Class Section #2: Students did not have any homework the night before. We started class with me giving the same notes (in person) that the other class had watched online. However, the notes page had a few more examples on it. We did three together, then the students tried a few on their own, and I had student volunteers solve some on the board. After that, students got into groups and worked on some practice problems. At the end of class, I gave students the same exit slip as my other class.

• Exit Slip Results: 11/16 nailed it. The other 5 all made minor calculation/sign errors, but understood the concept.

Reflection:  The exit slip results were pretty close in both classes, but I love how with my first class I knew immediately that 12 students completely understood how to do it before class even began and we could use class time to do an activity that I didn’t have time for in my second class. I think I would see better results if the flipping was more consistent, hence my desire to try if for an entire unit. The students seemed to really like it, they said it was really cool and low pressure watching me and taking notes at home. One of my ELL students watched it after school in my classroom when she stayed for extra help on another topic, and I observed her stopping, rewinding, and rewatching. She found it very useful to listen to me repeat things and then have time to look up words in her dictionary.

The only major frustration I have doesn’t even have to do with flipping. I should have been psyched that students in both classes were able to complete the process of calculating an intercept and graphing it after one lesson, but I don’t know what to do about the fact that negative signs and simple arithmetic cause my students to get problems wrong so often. How do standards based graders deal with this? Do you give full credit because the concept is right? And ignore the fact that the student divided 6 by 3 and got 3?

New Year. New Procedures.

Math Notebook

For the past two years I have “required” students to use a three-ring binder with dividers. I say “required” because I did not have a consequence for if and when a student inevitably did not have said binder in class. I thought by hole-punching everything, it would be easy for them to stay as organized as I do. I was wrong. I thought by requiring dividers (notes, homework, quizzes, projects), they would immediately put everything in its place. I was wrong. Since I believe that a neat, organized binder will help students complete assignments on time and assist in assessment preparation, I’m going to make a few changes this year…

• 3-ring binder, NO dividers
• Table of Contents page
• Binder checks

Dividers, I have realized, are not necessary because they tend to make it harder for students to find and place their handouts… “Does this go under notes or classwork?” I don’t use dividers to organize my materials, so why should they? I’m going to teach students to place everything in the binder in the order that it is distributed, and document each sheet on the table of contents. Hopefully the large sticky note on my front table (BINDER!) will remind me to do this. The binder checks will be twice per term, consisting of five questions in which the answers can easily be found from note pages, class activities, and homework. If students follow the notebook directions, they should earn easy classwork points. If they don’t, they won’t.

 

Late Projects

Old policy: I will accept any project late, for a penalty, until the end of each term.

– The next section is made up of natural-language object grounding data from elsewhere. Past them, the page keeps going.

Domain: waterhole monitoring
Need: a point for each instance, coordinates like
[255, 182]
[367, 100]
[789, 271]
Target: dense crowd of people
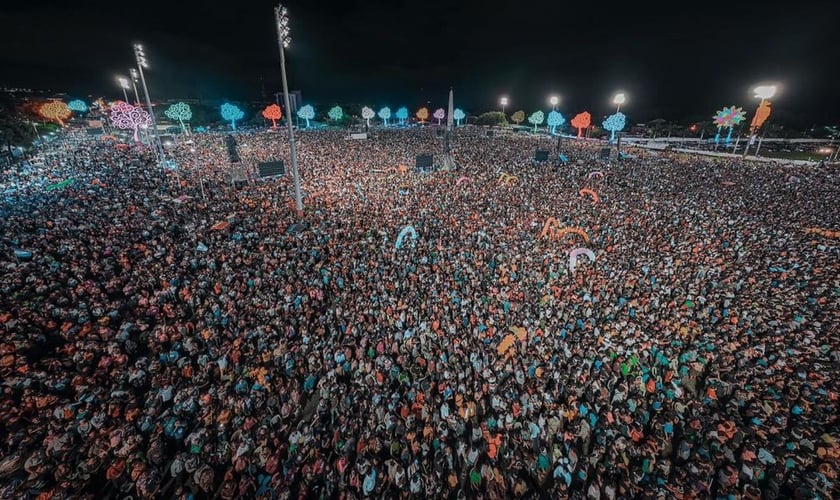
[187, 337]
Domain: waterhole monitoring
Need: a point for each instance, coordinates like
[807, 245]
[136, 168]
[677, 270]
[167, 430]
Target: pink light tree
[127, 117]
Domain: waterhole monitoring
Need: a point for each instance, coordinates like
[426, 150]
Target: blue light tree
[367, 114]
[307, 113]
[555, 119]
[231, 113]
[78, 106]
[179, 111]
[536, 118]
[385, 114]
[336, 113]
[614, 123]
[402, 115]
[458, 115]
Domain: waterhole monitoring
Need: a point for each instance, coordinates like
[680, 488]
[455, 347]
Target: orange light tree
[582, 121]
[273, 113]
[56, 111]
[423, 114]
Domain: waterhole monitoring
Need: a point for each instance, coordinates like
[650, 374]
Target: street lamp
[134, 78]
[283, 39]
[618, 100]
[124, 84]
[142, 62]
[765, 93]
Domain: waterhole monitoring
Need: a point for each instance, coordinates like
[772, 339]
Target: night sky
[680, 61]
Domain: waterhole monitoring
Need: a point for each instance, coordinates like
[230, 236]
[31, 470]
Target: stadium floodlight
[281, 18]
[618, 100]
[765, 91]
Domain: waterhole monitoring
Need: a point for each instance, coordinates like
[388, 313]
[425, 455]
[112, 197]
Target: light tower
[281, 17]
[142, 62]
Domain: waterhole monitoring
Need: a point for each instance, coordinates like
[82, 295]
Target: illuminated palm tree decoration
[336, 114]
[555, 119]
[56, 111]
[124, 116]
[273, 112]
[179, 111]
[614, 123]
[536, 118]
[385, 114]
[367, 114]
[402, 115]
[232, 113]
[458, 115]
[78, 106]
[307, 113]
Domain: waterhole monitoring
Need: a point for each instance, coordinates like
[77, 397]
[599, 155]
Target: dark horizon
[683, 64]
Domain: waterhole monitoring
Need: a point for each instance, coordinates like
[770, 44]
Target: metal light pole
[618, 100]
[124, 85]
[134, 78]
[283, 40]
[143, 63]
[765, 92]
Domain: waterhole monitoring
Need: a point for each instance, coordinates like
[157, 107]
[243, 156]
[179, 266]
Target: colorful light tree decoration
[536, 119]
[77, 105]
[423, 114]
[402, 115]
[232, 113]
[180, 111]
[385, 114]
[367, 114]
[124, 116]
[56, 111]
[335, 113]
[614, 123]
[458, 115]
[273, 112]
[555, 119]
[307, 113]
[582, 121]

Old thinking: Life happens and sometimes you just can’t turn in a project the day it’s due.  But I want every student to complete every project. So I wanted to give every possible opportunity for a student to attempt the project and change that zero in my online grade book.

Problem: Students viewed my project deadlines and due dates as mere suggestions. They knew they had until the end of the term, so they procrastinated. Of course, there are always special circumstances. However, more often than not, students simply didn’t do the project on time because they knew they didn’t have to (and apparently I wasn’t harsh enough when penalizing points).

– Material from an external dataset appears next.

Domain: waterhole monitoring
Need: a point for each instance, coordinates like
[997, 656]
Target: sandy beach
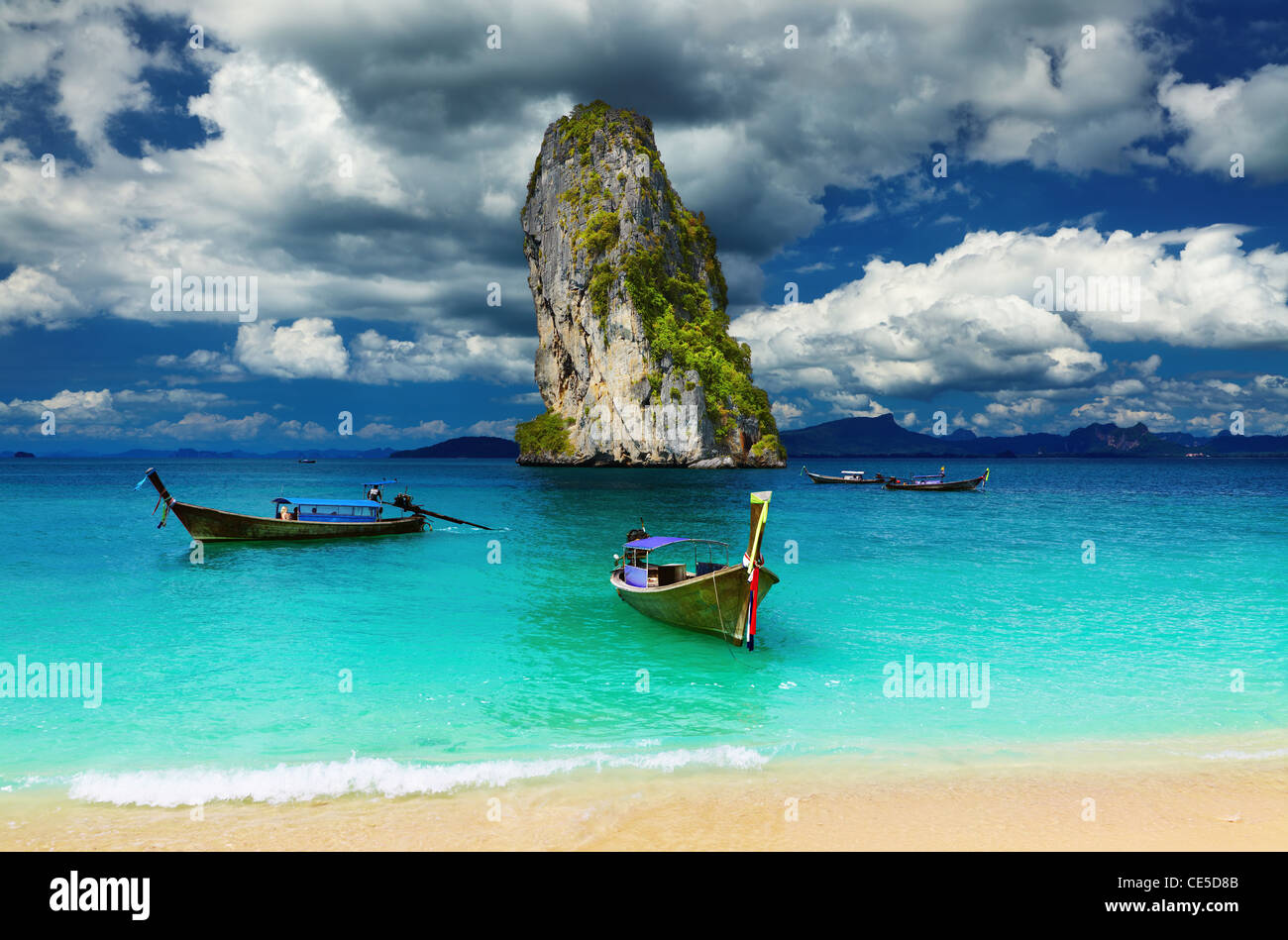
[816, 803]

New policy: Project is due ________________. A letter grade will be deducted each day the project is late (aka you only have five days to turn it in or it’s a zero).

New thinking: I need to hold students more accountable and help them manage their time. I will set up project check-ins (more frequently during term 1) to make sure everyone is on track to finish on time. Students who I identify as needing extra help or time, will be given frequent teacher check-ins and email reminders. Students who do not pass in a project on the actual day it’s due will have a meeting with me and a quick email sent home. My hope is that by communicating this expectation from the beginning of the year, and enforcing it as the first project deadline comes and goes, the students will learn the importance of abiding by due dates.